Some instinct, for which he could not rightly have accounted, roused in him the desire to keep his return to the cottage a secret from Sir Marmaduke. Attended by Pyot, he followed his men down the road, and the angle of the cottage soon hid him from view.
De Chavasse in the meanwhile had ordered his own men to escort the ladies home. Busy and Toogood lighted their lanterns, whilst Sue and Editha, wrapping their cloaks and hoods closely round their heads and shoulders, prepared to follow them.
Anon the little procession began slowly to wind its way back towards Acol Court.
Sir Marmaduke lingered behind for a while, of set purpose: he had no wish to walk beside either Editha or Lady Sue, so he took some time in mounting his nag, which had been tethered in the rear of the forge. His intention was to keep the men with the lanterns in sight, for—though there were no dangerous footpads in Thanet—yet Sir Marmaduke's mood was not one that courted isolation on a dark and lonely road.
Therefore, just before he saw the dim lights of the lanterns disappearing down the road, which at this point makes a sharp dip before rising abruptly once more on the outskirts of the wood, Sir Marmaduke finally put his foot in the stirrup and started to follow.

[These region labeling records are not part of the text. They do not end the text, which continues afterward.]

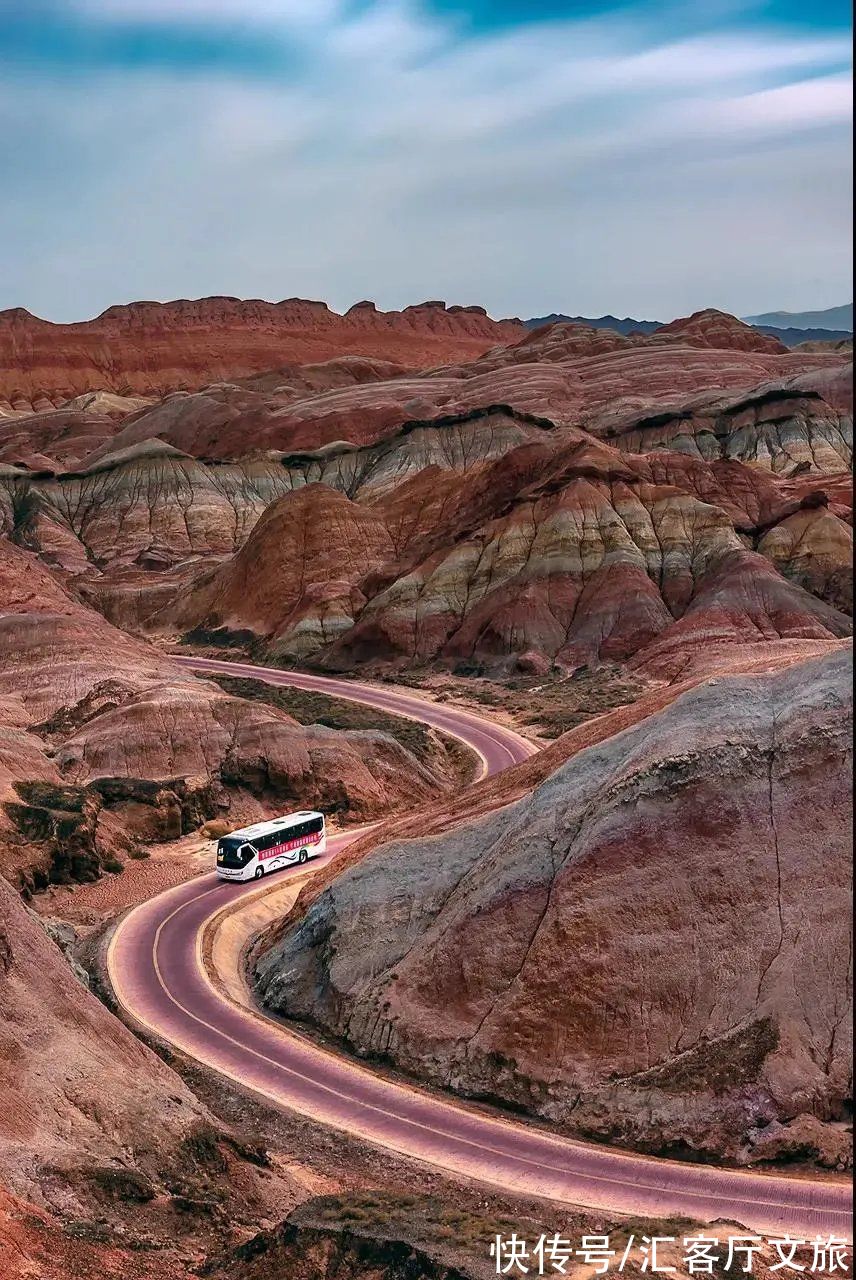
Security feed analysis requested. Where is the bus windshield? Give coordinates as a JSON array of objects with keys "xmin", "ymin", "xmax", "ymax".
[{"xmin": 218, "ymin": 840, "xmax": 255, "ymax": 868}]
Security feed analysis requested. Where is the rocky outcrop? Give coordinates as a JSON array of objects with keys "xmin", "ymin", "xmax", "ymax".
[
  {"xmin": 0, "ymin": 540, "xmax": 463, "ymax": 887},
  {"xmin": 256, "ymin": 650, "xmax": 851, "ymax": 1158},
  {"xmin": 651, "ymin": 307, "xmax": 788, "ymax": 355},
  {"xmin": 0, "ymin": 298, "xmax": 523, "ymax": 408}
]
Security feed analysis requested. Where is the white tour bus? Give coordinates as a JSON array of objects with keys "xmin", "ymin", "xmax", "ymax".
[{"xmin": 218, "ymin": 810, "xmax": 326, "ymax": 879}]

The mare had scarce gone a few paces before he saw the figure of a woman detaching itself from the little group on ahead, and then turning and walking rapidly back towards the village. He could not immediately distinguish which of the two ladies it was, for the figure was totally hidden beneath the ample folds of cloak and hood, but soon as it approached, he perceived that it was Editha.
He would have stopped her by barring the way, he even thought of dismounting, thinking mayhap that she had left something behind at the cottage, and cursing his men for allowing her to return alone, but quick as a flash of lightning she ran past him, dragging her hood closer over her face as she ran.
He hesitated for a few seconds, wondering what it all meant: he even turned the mare's head round to see whither Editha was going. She had already reached the railing and gate in front of the cottage; the next moment she had lifted the latch, and Sir Marmaduke could see her blurred outline, through the rising mist, walking quickly along the flagged path, and then he heard her peremptory knock at the cottage door.
He waited a while, musing, checking the mare, who longed to be getting home. He fully expected to see Editha return within the next minute or so, for—vaguely through the fast-gathering gloom—he had perceived that someone had opened the door from within, a thin ray of yellowish light falling on Editha's cloaked figure. Then she disappeared into the cottage.